En un peut moins d’un mois Ikigami préavis de mort et après une campagne de communication très imposante, Publicités sur la chaîne 13ème Rue, Radio sur Oui FM, Web un peu partout, livret de découverte en boutique, Totem publicitaires...est déjà en rupture chez le distributeur et donc chez de nombreux libraire.
Auska a du relancer une réédition en urgence, en corrigeant les deux, trois petites coquilles au passage. Les libraires pourront donc réassortir dès mi mars leur rayonnage.
Pour rappel la ortie du tome 2 est prévu pour le 9 avril prochain.
Ikigami parvient, à partir d'une prémisse plutôt simpliste, à livrer une critique fouillé et affreusement réaliste de la barbarie ordinaire. Récit de fiction judicieusement ancré dans l’ici et maintenant (il prend pour cadre un pays contemporain et démocratique), Préavis de mort décortique la facilité pernicieuse avec laquelle une société libre peut être amenée à accéder l'inacceptable.
Dans ce pays, tous les enfants sont vaccinés à leur entrée à l'école. Mais un vaccin sur mille contient une micro-capsule qui explosera entre l'âge de 18 et 24 ans, causant la mort de la jeune personne.
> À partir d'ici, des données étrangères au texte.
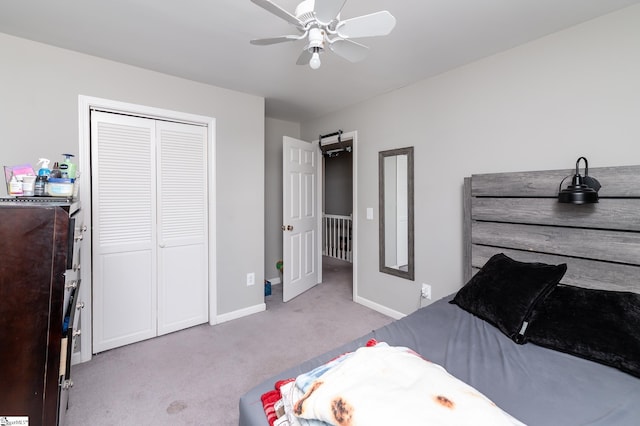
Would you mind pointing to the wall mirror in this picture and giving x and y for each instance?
(395, 195)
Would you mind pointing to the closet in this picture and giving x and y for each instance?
(150, 233)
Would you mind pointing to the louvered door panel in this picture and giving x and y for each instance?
(182, 225)
(124, 240)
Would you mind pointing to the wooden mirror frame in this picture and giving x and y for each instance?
(382, 155)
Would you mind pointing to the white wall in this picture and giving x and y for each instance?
(39, 88)
(274, 131)
(535, 107)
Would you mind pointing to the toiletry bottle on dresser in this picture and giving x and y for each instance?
(55, 172)
(15, 186)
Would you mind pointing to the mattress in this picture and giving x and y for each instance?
(536, 385)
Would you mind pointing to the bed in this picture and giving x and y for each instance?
(563, 346)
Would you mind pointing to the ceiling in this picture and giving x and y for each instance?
(208, 41)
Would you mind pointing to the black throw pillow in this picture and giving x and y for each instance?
(598, 325)
(505, 291)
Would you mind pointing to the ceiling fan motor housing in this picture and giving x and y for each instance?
(304, 11)
(316, 38)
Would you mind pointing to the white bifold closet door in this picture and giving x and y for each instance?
(149, 207)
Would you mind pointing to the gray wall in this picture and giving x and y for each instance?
(39, 89)
(274, 131)
(535, 107)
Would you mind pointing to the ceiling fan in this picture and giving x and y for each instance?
(318, 22)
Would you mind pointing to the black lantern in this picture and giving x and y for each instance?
(583, 190)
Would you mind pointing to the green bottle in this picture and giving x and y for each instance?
(68, 166)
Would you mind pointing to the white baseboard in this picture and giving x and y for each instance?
(380, 308)
(275, 281)
(230, 316)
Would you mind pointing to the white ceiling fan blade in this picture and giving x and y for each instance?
(304, 57)
(327, 10)
(375, 24)
(349, 50)
(274, 40)
(278, 11)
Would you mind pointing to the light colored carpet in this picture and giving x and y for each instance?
(196, 376)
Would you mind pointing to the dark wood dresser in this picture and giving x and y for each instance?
(39, 285)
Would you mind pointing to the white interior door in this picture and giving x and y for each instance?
(300, 217)
(182, 226)
(124, 239)
(150, 219)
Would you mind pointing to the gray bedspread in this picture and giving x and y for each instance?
(536, 385)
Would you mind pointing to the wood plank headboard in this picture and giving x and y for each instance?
(518, 214)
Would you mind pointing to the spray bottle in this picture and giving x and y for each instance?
(68, 167)
(40, 186)
(44, 168)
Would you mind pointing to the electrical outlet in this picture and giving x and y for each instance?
(426, 291)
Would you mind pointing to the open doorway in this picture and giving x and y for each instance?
(341, 189)
(338, 209)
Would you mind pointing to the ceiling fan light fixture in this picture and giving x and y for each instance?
(315, 63)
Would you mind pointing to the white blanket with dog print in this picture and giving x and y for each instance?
(385, 385)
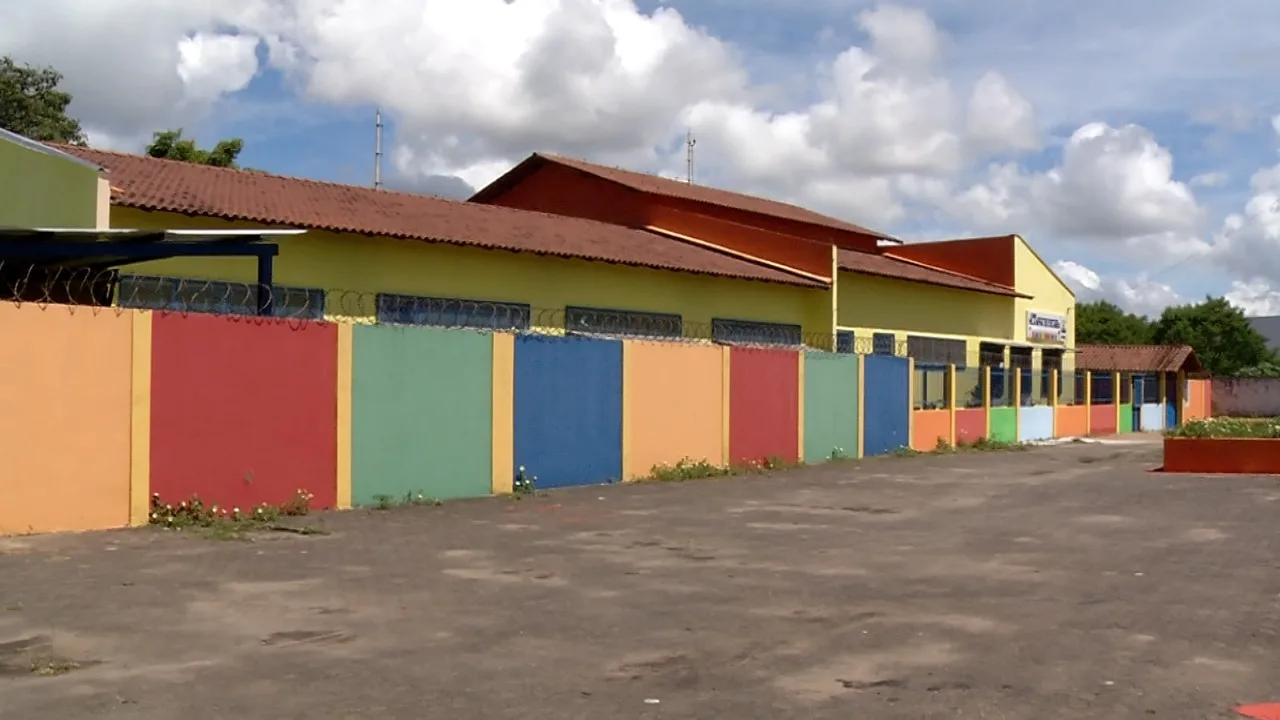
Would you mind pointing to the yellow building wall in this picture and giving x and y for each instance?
(353, 268)
(1047, 295)
(869, 305)
(44, 188)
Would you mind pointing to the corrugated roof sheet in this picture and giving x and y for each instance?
(151, 183)
(886, 265)
(656, 185)
(1137, 358)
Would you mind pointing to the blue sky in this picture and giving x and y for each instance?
(878, 135)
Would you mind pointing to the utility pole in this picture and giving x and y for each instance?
(378, 149)
(689, 155)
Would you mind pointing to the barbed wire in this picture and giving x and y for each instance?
(120, 291)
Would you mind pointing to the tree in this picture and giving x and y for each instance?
(170, 145)
(1224, 340)
(1105, 323)
(32, 105)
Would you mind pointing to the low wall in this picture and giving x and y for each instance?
(1246, 397)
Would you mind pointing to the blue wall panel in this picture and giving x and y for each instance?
(568, 410)
(1034, 423)
(887, 404)
(1152, 417)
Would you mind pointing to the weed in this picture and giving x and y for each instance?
(410, 500)
(220, 523)
(686, 469)
(524, 483)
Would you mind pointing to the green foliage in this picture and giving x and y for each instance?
(1229, 428)
(172, 146)
(1105, 323)
(32, 105)
(1223, 338)
(1269, 369)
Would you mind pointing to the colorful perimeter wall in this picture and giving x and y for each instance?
(105, 408)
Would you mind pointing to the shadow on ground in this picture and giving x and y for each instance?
(1063, 582)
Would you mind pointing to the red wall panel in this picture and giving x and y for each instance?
(243, 410)
(1102, 420)
(763, 405)
(970, 425)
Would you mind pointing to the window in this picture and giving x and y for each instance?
(845, 341)
(936, 351)
(755, 333)
(991, 355)
(186, 295)
(598, 320)
(451, 313)
(883, 343)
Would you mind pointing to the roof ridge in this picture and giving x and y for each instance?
(252, 172)
(947, 270)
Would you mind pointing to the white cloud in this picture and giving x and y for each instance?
(1141, 295)
(1256, 297)
(1216, 178)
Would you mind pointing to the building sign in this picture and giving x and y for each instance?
(1046, 328)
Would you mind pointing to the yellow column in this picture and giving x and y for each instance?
(346, 360)
(1018, 401)
(626, 413)
(1052, 396)
(862, 402)
(140, 420)
(1088, 402)
(951, 401)
(910, 401)
(1115, 397)
(503, 413)
(725, 417)
(800, 415)
(986, 397)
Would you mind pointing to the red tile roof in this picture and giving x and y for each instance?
(886, 265)
(1137, 358)
(656, 185)
(151, 183)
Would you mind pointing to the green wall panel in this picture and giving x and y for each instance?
(421, 413)
(1004, 424)
(830, 405)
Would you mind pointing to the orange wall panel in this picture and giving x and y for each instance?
(990, 259)
(792, 251)
(65, 382)
(1072, 420)
(673, 405)
(927, 427)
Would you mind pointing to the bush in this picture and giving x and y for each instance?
(1229, 427)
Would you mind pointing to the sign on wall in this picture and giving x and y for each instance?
(1046, 327)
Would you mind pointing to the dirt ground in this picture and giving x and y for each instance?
(1061, 582)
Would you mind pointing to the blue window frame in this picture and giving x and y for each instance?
(750, 332)
(451, 313)
(186, 295)
(603, 320)
(845, 342)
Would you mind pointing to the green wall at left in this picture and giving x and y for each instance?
(830, 405)
(421, 413)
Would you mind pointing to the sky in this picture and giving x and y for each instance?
(1136, 145)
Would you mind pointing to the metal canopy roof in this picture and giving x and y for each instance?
(78, 247)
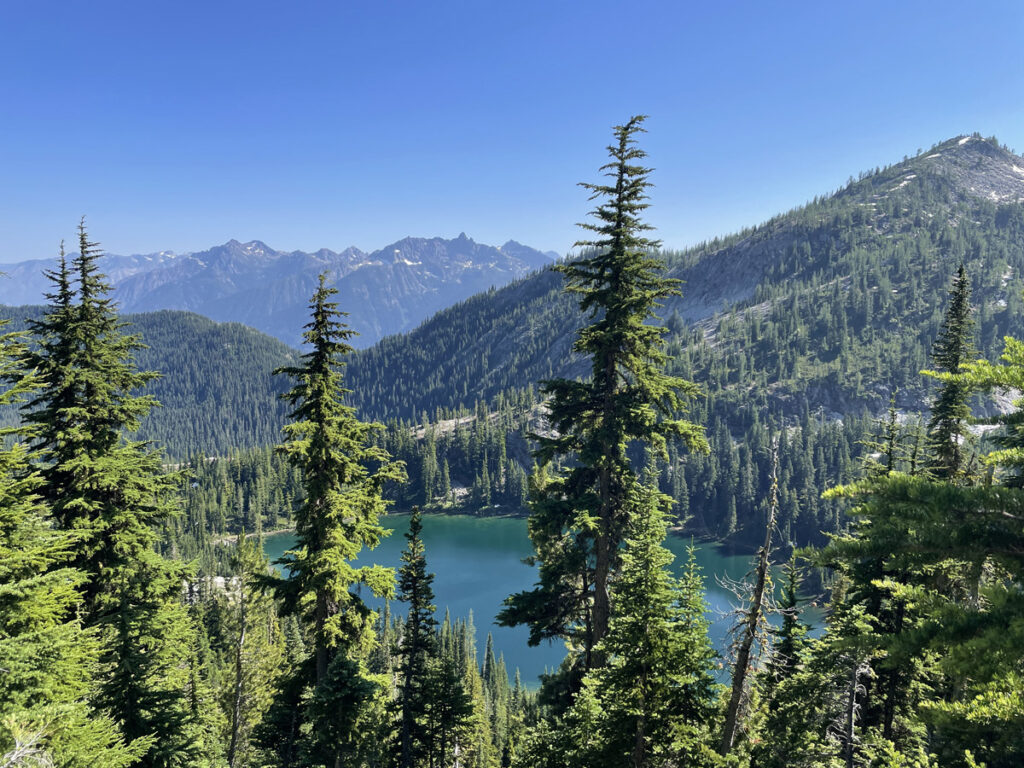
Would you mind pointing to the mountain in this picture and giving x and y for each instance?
(386, 292)
(830, 306)
(216, 391)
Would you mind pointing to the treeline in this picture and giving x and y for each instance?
(479, 463)
(215, 390)
(127, 638)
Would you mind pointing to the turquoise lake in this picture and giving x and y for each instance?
(477, 562)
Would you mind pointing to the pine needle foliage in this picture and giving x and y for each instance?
(580, 517)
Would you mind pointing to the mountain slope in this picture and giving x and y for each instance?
(832, 305)
(386, 292)
(216, 390)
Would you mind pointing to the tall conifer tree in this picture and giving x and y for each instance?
(112, 492)
(343, 476)
(579, 518)
(951, 410)
(49, 665)
(419, 648)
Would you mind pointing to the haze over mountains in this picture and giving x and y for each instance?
(385, 292)
(830, 305)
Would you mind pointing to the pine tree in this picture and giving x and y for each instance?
(653, 704)
(579, 518)
(112, 493)
(343, 474)
(418, 650)
(258, 648)
(49, 665)
(947, 432)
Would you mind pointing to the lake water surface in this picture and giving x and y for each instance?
(477, 562)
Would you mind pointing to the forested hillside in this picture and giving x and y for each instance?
(835, 303)
(215, 388)
(140, 628)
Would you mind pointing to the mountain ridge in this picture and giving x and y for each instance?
(385, 292)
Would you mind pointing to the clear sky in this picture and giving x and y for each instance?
(180, 125)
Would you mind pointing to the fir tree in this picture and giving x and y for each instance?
(653, 704)
(418, 650)
(112, 493)
(947, 433)
(579, 519)
(343, 474)
(49, 665)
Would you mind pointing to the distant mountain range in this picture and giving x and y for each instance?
(385, 292)
(830, 306)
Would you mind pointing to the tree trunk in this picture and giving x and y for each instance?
(754, 614)
(321, 623)
(239, 685)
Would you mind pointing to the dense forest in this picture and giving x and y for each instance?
(139, 626)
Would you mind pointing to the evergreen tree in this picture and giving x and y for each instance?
(418, 649)
(258, 649)
(653, 704)
(112, 493)
(49, 665)
(579, 519)
(343, 474)
(947, 434)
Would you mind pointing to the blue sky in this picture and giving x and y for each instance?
(181, 125)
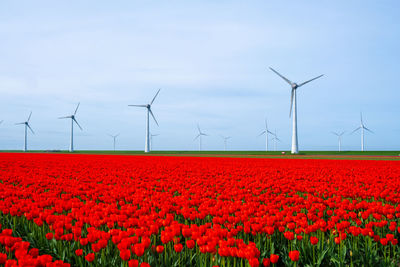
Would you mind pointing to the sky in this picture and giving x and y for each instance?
(210, 59)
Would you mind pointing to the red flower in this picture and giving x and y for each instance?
(133, 263)
(125, 254)
(3, 258)
(49, 236)
(289, 235)
(190, 243)
(314, 240)
(178, 247)
(274, 258)
(294, 255)
(89, 257)
(159, 249)
(79, 252)
(266, 262)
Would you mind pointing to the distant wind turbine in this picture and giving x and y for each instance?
(151, 140)
(226, 138)
(148, 107)
(266, 132)
(275, 139)
(114, 138)
(362, 127)
(26, 123)
(199, 136)
(293, 106)
(339, 135)
(73, 119)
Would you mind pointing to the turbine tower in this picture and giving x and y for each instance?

Un fonctionnaire a reçu pour mission de délivrer dans sa circonscription l'Ikigami, le préavis de décès annonçant qu'il ne reste plus que 24 heures avant explosion de la capsule. En suivant de près ou de loin le sort des hommes et des femmes à qui il vient annoncer la mort, il en vient à se poser des questions interdites sur la légitimité de cette "Loi pour la Prospérité Nationale"
Dans ce premier tome, on découvre les rouages de l'administration entourant l'Ikigami, ainsi que la théorie politique derrière la Loi de Prospérité Nationale. Les deux victimes de la Loi sont un jeune homme qui tente doucement de se relever après des années de brimades à l'école, et un chanteur de pop qui a abandonné ce qui comptait le pour lui dans l'espoir d'atteindre la gloire plus vite.